Pendant ce temps Crispin était
arrivé au village avec toutes ses mules et tout le vin qu’elles transportaient
et ouvrit une auberge avec de grandes écuries avec l’aide de Pepa. Les voisins
l’appelaient déjà : « Monsieur », et quand Bastien fut mis au
courant de la fortune nouvelle de son frère, il courut au village.
« Crispin, mon petit frère, tu
es vraiment le diable. Comment t’es tu échappé du puits où je t’ai
jeté ? »
« Justement, c’est de ce puits
que sont venues les mules et le vin, et il reste encore au fond les meilleurs
bêtes »
« Mon cher petit frère,
retournons là-bas tous les deux, je veux les autres mules. »
« Tu as toujours été envieux
de moi, Bastien, tu as tout ce que tu peux espérer et cela ne te suffit pas.
Demain, si tu le désires nous retournerons au puits, mais s’il t’arrive un
malheur ce ne sera pas la peine de crier ;. »

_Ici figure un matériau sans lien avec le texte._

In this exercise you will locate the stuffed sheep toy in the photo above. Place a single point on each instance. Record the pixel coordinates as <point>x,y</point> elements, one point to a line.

Le lendemain, au lever du jour,
Crispin prit deux mules, monta sur une et se dirigea vers le château de
Bastien. A son arrivée, Bastien grimpa sur la deuxième mule et les deux frères
se dirigèrent vers le puits de la colline. Quand ils arrivèrent près du puits,
Crispin fit boire ses mules dans une petite flaque. Comme elles se reflétaient
dans l’au, Bastien crut que leur reflet était l’image des mules sous la terre
au fonds du puits et se jeta la tête la première dans le puits. Comme Bastien
ne savait pas nager, il se serait noyé si Crispin ne l’avait pas repêché avec
une corde.
« Ecoute-moi bien, Grand
frère, tu as tout ce que tu peux désirer, mais comme tu es envieux tu veux
aussi avoir le peu que les autres ont. Est-ce que toutes ces mésaventures ne
t’ont pas ouvert les yeux ?»
Bastien jura qu’il ne
recommencerait plus et quand il se remaria il fit le repas de noces dans
l’auberge de Crispin et de Pepa, et il apprit à ses enfants à n’être jaloux de
personnes et surtout pas de leurs cousins.